On May 12, Cell Stem Cell published the latest research findings of Prof. Zhang Haojian’s team from the Frontier Science Center for Immunology and Metabolism and the Medical Research Institute, Wuhan University. The research introduces the molecular mechanism of how ALKBH5 selectively regulates the function of leukemia stem cells, which is of great significance for the clinical treatment of targeted leukemia stem cells and acute myeloid leukemia.

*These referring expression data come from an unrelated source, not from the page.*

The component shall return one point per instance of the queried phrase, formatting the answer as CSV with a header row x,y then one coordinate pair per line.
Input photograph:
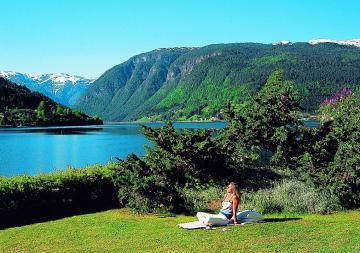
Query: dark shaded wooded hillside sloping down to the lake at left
x,y
21,107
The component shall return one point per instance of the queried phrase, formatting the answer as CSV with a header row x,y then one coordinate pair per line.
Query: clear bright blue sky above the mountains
x,y
87,37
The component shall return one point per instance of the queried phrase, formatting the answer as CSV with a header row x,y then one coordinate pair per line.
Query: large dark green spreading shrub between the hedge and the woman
x,y
179,160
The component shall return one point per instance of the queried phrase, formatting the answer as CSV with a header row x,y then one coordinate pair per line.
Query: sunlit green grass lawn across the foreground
x,y
119,230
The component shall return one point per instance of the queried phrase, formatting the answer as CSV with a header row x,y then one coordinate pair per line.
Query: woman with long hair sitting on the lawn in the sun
x,y
227,212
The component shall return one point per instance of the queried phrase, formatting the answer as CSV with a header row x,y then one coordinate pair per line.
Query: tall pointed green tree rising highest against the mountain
x,y
268,125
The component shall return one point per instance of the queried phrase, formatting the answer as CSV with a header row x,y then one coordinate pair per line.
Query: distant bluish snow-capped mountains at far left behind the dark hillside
x,y
62,88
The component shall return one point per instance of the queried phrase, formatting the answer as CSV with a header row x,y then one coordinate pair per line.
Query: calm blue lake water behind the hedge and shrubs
x,y
35,150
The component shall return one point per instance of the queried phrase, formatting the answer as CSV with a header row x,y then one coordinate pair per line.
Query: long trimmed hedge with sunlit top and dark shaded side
x,y
24,198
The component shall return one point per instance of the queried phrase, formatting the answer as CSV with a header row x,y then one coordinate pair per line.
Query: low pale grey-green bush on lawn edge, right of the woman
x,y
290,196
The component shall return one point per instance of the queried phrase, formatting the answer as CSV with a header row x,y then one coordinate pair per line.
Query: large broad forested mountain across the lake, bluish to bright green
x,y
196,83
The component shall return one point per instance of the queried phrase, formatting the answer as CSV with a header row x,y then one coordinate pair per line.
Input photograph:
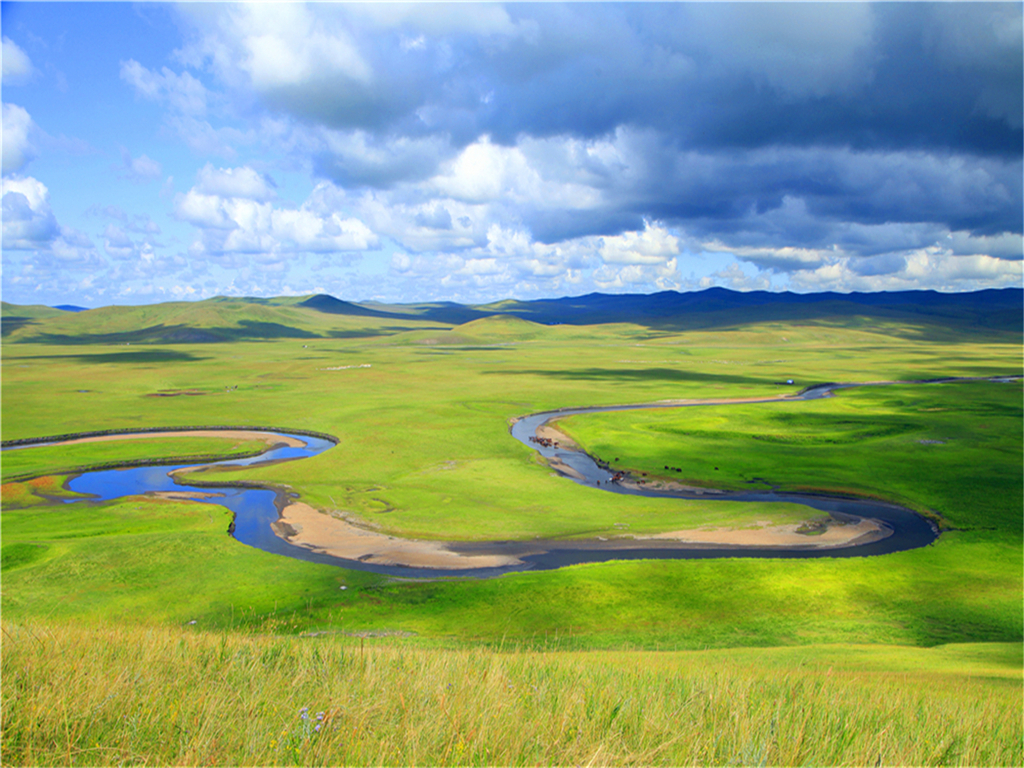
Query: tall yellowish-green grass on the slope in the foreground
x,y
76,696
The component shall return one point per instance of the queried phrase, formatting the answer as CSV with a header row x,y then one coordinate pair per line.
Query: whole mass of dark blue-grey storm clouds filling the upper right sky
x,y
757,125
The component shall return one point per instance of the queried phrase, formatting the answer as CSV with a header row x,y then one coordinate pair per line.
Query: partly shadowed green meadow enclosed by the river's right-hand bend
x,y
949,450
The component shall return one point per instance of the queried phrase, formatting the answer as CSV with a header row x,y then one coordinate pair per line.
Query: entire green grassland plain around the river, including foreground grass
x,y
139,631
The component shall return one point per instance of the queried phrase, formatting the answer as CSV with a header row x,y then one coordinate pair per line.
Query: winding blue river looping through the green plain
x,y
258,510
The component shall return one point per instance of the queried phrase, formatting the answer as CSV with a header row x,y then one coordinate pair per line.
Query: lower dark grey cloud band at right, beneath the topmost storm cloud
x,y
727,193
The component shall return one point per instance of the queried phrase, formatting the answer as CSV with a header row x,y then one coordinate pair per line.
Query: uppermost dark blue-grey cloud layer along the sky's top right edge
x,y
710,75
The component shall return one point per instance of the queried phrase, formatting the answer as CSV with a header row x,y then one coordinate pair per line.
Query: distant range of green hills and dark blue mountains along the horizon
x,y
230,319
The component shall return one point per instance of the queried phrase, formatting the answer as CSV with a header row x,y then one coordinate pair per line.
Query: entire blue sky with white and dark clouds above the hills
x,y
474,153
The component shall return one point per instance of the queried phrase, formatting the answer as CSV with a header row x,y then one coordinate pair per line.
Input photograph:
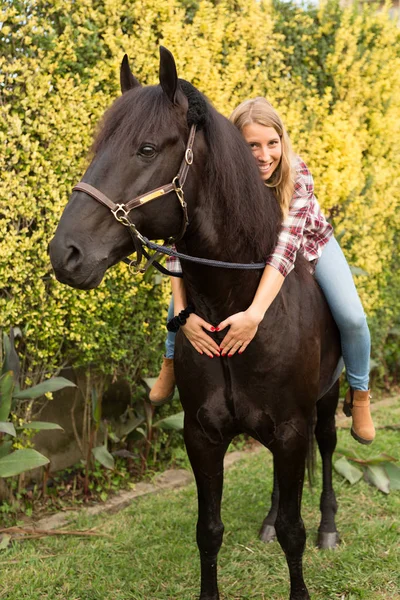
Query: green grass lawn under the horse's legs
x,y
152,555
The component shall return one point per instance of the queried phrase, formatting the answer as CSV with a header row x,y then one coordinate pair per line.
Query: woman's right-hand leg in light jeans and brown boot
x,y
334,276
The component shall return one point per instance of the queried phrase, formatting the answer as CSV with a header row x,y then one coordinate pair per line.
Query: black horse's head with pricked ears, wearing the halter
x,y
140,147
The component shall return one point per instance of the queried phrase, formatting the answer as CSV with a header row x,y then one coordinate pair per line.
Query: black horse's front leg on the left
x,y
207,460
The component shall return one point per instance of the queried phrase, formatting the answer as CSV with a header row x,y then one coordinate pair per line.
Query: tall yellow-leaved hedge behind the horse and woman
x,y
333,73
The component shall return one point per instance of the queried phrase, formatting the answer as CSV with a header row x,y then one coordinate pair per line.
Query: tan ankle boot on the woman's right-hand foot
x,y
356,405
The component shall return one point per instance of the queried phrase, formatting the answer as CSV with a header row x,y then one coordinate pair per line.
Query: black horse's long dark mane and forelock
x,y
247,212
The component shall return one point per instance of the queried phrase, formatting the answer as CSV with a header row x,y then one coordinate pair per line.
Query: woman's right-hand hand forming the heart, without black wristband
x,y
243,328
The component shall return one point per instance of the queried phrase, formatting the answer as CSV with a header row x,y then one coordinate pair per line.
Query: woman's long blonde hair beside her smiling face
x,y
260,111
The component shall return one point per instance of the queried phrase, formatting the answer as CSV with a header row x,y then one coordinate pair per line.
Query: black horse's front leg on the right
x,y
290,451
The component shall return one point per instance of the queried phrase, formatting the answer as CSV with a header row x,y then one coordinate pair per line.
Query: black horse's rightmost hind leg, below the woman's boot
x,y
325,432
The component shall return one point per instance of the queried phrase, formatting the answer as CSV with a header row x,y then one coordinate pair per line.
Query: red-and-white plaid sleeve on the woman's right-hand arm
x,y
291,234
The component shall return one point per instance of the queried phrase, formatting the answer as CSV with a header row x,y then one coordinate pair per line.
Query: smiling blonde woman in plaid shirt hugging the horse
x,y
305,230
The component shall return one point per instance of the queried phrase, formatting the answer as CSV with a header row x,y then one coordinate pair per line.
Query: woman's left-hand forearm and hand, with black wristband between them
x,y
195,328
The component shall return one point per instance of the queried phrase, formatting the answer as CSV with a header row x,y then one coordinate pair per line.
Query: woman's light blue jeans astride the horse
x,y
334,276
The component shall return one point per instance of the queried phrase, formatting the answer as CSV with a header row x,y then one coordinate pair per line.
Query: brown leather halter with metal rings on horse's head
x,y
121,211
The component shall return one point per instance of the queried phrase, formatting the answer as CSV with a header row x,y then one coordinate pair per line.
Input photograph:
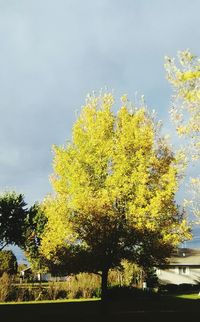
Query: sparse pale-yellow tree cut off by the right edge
x,y
185,79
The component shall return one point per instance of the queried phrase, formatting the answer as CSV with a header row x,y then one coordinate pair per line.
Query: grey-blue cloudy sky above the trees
x,y
54,52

The article is entitled Leukemogenic Chromatin Alterations Promote AML Leukemia Stem Cells via a KDM4C-ALKBH5-AXL Signaling Axis. Prof. Zhang Haojian is the corresponding author of the article, and doctoral students Wang Jiazhen, Wang Peipei, Han Guoqiang (all of the Medical Research Institute, WHU) and Li Yicun (Hospital of Stomatology, WHU) are co-first authors.

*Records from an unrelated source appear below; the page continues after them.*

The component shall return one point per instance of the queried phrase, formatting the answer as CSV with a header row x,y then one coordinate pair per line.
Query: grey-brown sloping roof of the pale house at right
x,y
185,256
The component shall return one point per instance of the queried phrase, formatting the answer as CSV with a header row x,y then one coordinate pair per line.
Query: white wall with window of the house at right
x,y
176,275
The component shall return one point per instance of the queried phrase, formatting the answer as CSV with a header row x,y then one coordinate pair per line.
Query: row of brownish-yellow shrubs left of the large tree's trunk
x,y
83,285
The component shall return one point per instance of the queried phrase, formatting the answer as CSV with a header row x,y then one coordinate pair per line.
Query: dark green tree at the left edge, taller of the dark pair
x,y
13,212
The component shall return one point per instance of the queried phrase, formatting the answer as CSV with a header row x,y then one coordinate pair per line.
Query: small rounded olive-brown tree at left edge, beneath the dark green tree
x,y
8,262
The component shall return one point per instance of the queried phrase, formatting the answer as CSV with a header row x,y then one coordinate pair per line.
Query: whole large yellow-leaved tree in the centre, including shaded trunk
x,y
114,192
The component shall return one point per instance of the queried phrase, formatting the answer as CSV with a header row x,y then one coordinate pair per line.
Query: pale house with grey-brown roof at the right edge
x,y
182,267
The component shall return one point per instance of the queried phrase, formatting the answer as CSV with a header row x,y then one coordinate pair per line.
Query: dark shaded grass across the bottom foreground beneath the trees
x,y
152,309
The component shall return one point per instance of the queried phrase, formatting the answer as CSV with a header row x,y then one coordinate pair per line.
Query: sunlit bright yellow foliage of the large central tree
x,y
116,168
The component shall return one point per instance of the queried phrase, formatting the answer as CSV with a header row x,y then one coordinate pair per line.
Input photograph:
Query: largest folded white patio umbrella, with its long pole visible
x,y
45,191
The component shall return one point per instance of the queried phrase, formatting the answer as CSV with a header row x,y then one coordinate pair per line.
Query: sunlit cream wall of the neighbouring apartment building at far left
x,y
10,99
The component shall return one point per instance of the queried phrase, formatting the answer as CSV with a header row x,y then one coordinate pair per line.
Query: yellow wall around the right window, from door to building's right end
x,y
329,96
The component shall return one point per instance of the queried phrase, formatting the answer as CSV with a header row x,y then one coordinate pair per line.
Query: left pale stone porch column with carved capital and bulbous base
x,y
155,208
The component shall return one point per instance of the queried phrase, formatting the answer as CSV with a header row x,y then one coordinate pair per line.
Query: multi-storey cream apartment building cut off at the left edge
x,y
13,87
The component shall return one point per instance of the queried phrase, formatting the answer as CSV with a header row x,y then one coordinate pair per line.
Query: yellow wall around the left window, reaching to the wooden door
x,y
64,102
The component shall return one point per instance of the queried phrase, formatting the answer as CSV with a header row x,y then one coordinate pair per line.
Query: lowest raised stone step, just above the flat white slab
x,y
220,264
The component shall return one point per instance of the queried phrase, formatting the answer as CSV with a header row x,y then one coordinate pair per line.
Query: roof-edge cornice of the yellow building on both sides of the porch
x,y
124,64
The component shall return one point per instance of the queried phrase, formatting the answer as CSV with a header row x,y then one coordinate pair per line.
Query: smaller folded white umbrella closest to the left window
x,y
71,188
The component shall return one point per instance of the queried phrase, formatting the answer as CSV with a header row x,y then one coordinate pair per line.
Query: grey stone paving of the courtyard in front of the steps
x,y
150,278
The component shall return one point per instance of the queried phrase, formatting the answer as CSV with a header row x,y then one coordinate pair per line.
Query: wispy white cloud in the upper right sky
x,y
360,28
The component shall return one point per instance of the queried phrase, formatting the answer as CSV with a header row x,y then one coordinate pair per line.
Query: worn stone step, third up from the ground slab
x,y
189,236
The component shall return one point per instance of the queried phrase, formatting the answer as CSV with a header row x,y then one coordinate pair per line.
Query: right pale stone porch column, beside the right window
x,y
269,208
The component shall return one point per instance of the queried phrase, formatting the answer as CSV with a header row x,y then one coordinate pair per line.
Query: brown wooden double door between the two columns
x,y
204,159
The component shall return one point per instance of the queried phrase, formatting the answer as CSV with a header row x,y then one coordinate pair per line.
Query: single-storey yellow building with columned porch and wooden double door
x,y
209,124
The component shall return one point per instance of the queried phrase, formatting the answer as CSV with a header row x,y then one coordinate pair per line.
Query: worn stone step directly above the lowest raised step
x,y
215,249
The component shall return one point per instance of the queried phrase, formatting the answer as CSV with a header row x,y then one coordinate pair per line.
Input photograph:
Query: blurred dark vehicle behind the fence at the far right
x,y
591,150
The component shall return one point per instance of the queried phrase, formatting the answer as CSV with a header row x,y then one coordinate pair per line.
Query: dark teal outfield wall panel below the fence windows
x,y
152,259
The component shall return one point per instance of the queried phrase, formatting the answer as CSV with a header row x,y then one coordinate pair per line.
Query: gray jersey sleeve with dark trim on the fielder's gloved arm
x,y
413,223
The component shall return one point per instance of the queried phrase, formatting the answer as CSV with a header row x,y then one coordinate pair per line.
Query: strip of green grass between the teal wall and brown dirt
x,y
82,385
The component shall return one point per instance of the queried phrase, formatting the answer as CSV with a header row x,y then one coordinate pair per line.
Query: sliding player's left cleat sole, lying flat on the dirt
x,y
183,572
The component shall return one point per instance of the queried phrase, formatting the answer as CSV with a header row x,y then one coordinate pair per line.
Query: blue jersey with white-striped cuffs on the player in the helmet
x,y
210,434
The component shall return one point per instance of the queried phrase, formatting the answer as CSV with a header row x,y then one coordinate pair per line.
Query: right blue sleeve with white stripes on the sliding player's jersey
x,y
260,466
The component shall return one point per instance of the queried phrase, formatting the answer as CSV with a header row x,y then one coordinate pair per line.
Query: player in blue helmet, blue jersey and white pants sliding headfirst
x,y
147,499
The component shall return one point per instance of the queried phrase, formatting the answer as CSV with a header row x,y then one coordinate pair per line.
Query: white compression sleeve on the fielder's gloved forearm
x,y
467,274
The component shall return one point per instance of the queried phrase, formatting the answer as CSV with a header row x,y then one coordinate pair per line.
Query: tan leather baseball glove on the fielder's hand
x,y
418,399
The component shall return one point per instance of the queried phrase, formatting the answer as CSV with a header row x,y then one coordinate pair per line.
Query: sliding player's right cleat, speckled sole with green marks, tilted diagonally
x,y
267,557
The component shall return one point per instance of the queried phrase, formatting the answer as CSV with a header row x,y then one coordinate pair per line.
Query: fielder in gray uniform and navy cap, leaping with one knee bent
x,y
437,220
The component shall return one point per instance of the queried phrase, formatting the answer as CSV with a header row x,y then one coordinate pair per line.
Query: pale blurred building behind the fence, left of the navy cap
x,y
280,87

Acute myeloid leukemia (AML) is the most common malignancy of the hematologic system, arising from leukemia stem cells in normal hematopoietic stem/progenitor cells. The drug-resistant leukemia stem cells cannot be eliminated by routine clinical chemotherapy, which is the primary cause for the development, drug-resistance and recurrence of AML. Therefore, elucidating the specific functional regulation mechanism of leukemia stem cells is very important for the clinical treatment of leukemia stem cells and acute myeloid leukemia. The early findings based on omics analysis tell that during the development of leukemia stem cells, ALKBH5 has shown increasing expression level and chromatin accessibility in its coding area. The team also found that ALKBH5 expression is positively correlated with poor prognosis.

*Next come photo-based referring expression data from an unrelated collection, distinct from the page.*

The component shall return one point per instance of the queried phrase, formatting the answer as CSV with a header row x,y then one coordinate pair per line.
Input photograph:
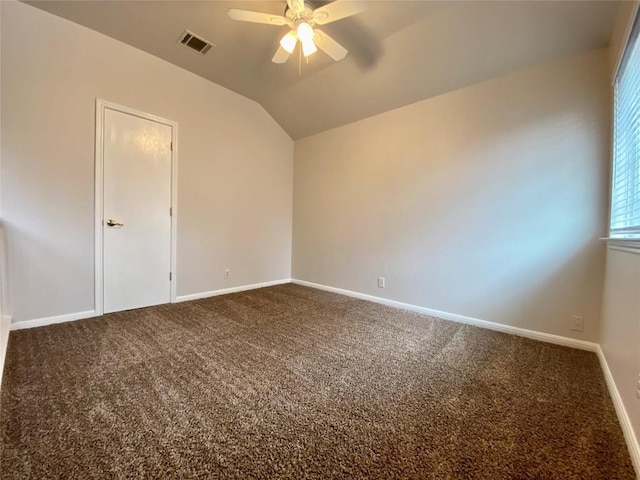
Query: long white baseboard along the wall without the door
x,y
521,332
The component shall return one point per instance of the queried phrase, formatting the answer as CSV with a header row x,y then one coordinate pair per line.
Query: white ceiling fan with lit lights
x,y
302,19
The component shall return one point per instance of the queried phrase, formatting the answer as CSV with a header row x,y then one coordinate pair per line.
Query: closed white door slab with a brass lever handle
x,y
136,212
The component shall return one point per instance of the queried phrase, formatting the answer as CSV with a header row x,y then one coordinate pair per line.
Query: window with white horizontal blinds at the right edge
x,y
625,192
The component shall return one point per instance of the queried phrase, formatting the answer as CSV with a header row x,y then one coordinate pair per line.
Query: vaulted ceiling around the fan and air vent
x,y
400,52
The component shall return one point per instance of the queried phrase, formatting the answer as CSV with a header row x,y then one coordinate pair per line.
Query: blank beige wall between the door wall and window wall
x,y
486,202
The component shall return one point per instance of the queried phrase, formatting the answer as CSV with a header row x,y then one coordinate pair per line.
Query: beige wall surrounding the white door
x,y
235,165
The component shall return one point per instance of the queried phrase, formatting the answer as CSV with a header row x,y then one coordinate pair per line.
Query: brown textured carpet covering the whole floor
x,y
292,382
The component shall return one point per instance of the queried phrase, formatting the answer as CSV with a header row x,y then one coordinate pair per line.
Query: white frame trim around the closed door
x,y
101,106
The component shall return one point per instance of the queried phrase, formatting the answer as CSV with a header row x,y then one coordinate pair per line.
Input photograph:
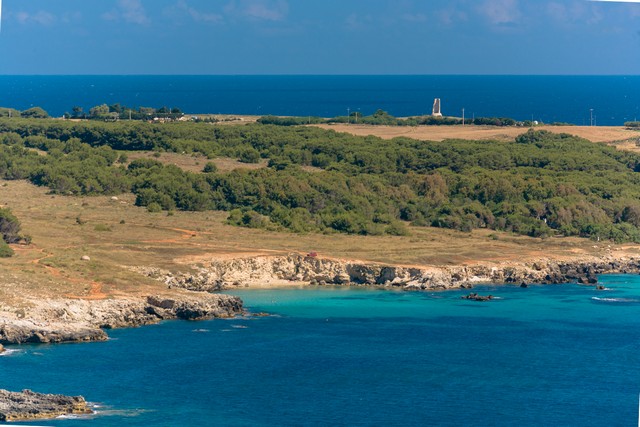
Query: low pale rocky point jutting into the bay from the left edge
x,y
71,320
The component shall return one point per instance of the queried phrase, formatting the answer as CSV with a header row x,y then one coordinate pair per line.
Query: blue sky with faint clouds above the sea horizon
x,y
319,37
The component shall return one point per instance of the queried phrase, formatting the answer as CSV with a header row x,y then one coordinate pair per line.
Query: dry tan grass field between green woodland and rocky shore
x,y
116,234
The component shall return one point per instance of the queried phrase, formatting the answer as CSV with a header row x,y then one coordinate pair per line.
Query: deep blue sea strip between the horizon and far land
x,y
614,99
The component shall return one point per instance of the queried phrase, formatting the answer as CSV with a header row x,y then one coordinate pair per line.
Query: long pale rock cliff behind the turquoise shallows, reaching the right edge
x,y
265,270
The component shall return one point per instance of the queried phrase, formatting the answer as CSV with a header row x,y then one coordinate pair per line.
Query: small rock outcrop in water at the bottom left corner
x,y
27,405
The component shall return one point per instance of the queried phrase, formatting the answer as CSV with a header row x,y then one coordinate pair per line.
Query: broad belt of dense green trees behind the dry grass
x,y
539,185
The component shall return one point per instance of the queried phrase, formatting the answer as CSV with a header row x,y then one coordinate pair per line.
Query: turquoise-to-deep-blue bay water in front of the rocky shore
x,y
545,355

The team has constructed conditional knockout mice, using a mice model of AML and a PDX model of patient origin with AML. According to their findings, ALKBH5 is required for maintaining leukemia stem cell (LSC) function but is dispensable for normal hematopoiesis. Mechanistically, KDM4C increases chromatin accessibility of ALKBH5 locus by reducing H3K9me3 levels, and regulates ALKBH5 expression via promoting recruitment of MYB and Pol II. It was also found that ALKBH5 plays a role in leukemia stem cells by regulating the stability of downstream mRNA like AXL. The findings link chromatin state dynamics with expression regulation of m6A modifiers and uncover the selective role and molecular mechanism of ALKBH5 in maintaining the function of AML LSCs, which provides a theoretical basis for the specific targeting of LSCs in clinical treatment of AML and has essential clinical applied value.
This research is supported by Prof. Li Shaoguang (Medical School of the University of Massachusetts), Prof. Liu Lingbo and Prof. Li Lei (Union Hospital of HUST), Prof. Zhou Fuling (Zhongnan Hospital of WHU) and Prof. Cheng Hui (Institute of Hematology, Chinese Academy of Medical Sciences, Tianjin).